Introduction to Sparklyr for Data Science

Video Description

Join data scientist Kelly O'Briant for an exploration of sparklyr, the package from RStudio which provides an interface to Apache Spark from R. For many data scientists who rely on R for their work, the paradigm shift from local in-memory computations to scalable distributed data processing can be complicated to navigate. This course provides an easy-to-follow R based method for working with big data. You'll connect to Spark, run some sparklyr code, and explore some practical applications of Spark SQL and sparklyr functionality. You'll wrap up by performing some exploratory analysis and feature generation using a Kaggle competition data set. Learners should have a moderate level of experience with doing data science tasks or workflows in R.

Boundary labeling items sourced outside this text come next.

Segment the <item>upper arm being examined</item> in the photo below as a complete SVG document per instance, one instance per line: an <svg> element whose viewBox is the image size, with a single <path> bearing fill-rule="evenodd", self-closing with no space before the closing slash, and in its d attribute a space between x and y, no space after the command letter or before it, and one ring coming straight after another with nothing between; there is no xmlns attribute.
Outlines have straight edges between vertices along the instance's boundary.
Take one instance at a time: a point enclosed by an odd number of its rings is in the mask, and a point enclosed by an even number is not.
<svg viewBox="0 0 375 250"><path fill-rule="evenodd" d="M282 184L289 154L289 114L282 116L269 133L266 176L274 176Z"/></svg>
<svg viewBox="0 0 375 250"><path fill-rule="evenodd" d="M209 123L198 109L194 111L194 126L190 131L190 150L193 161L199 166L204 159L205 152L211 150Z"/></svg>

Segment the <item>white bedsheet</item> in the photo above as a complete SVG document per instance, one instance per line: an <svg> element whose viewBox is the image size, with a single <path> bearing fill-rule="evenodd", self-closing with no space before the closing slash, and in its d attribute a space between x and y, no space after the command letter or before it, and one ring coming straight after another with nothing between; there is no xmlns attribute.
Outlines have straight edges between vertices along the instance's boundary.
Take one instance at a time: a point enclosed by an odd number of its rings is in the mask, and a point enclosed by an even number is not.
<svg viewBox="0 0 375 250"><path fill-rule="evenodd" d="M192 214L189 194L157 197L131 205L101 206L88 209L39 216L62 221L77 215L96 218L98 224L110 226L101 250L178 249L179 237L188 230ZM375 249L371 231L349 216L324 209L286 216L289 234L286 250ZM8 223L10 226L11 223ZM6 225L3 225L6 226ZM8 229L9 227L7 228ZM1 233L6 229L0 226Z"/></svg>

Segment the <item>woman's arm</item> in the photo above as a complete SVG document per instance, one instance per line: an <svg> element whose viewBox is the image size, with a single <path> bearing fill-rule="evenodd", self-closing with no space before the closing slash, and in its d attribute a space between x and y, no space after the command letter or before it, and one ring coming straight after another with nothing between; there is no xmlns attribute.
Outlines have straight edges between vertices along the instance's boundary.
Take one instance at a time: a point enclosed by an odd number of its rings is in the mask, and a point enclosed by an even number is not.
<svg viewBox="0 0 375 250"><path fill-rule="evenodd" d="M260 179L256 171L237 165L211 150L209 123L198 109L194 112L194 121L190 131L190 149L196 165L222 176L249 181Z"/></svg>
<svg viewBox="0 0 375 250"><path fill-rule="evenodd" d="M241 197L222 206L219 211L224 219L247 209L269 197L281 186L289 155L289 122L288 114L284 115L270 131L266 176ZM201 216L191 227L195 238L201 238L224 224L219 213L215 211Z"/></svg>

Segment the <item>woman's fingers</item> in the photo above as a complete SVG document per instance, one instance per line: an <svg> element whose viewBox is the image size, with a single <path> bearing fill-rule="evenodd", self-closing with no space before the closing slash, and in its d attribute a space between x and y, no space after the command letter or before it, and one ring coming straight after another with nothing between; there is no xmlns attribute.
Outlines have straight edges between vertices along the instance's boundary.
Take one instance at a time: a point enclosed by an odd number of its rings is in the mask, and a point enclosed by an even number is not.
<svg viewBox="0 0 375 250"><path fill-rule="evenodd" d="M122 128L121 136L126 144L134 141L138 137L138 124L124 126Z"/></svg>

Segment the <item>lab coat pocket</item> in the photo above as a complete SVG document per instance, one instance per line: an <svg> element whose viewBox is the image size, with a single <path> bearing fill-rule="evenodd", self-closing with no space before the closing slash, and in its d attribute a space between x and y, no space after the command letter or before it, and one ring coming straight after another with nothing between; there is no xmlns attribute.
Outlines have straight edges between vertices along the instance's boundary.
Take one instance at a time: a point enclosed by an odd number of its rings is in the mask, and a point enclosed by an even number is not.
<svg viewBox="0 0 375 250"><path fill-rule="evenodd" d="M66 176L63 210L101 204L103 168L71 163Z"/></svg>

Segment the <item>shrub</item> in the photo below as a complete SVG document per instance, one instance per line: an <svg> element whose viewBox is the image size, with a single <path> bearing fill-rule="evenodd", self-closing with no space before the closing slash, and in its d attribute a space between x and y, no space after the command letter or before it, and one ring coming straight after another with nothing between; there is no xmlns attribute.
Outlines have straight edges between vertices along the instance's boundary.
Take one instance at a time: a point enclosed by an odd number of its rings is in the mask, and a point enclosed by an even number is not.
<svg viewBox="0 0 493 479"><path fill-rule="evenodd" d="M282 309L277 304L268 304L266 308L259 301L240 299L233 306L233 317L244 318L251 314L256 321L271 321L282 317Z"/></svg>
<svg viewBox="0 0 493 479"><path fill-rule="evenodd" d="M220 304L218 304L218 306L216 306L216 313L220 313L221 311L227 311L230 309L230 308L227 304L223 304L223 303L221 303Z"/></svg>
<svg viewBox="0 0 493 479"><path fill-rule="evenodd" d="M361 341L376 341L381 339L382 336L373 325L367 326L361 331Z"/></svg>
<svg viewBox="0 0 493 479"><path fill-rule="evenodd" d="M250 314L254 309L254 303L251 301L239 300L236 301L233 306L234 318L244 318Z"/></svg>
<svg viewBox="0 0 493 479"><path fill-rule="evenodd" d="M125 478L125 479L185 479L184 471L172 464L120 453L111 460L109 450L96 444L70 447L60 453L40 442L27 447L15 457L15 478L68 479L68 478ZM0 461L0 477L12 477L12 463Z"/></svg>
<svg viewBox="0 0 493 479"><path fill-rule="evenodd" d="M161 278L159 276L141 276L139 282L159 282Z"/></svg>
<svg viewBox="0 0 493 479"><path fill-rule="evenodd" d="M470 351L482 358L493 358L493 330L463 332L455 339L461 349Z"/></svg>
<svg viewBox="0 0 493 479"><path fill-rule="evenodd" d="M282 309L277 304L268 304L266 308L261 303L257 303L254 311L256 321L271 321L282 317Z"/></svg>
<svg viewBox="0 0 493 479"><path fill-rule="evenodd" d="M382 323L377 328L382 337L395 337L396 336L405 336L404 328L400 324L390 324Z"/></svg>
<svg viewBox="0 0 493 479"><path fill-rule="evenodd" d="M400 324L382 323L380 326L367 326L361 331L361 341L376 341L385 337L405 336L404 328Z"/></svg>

  • Explore the benefits and limitations of choosing sparklyr for distributed computing in R
  • Discover how to interact with data in Apache Spark through sparklyr and Spark SQL
  • Understand how to connect to Spark locally or to a remote Spark cluster
  • Learn to perform exploratory data analysis in Spark using sparklyr, dplyr, and DBI
  • Master the differences between working with data frames in R versus Spark
  • Understand how to build data products in R that don't rely on storing big data locally

Kelly O'Briant is a data scientist and lead R developer with Washington DC based B23 LLC. She holds degrees in Computational Science and Informatics from George Mason University, and Bioinformatics from Virginia Commonwealth University. Kelly is a founder and co-organizer of the Washington DC chapter of R-Ladies Global. She gives talks on R cloud computing, R data products, and sparklyr at R-Ladies meetups and R conferences.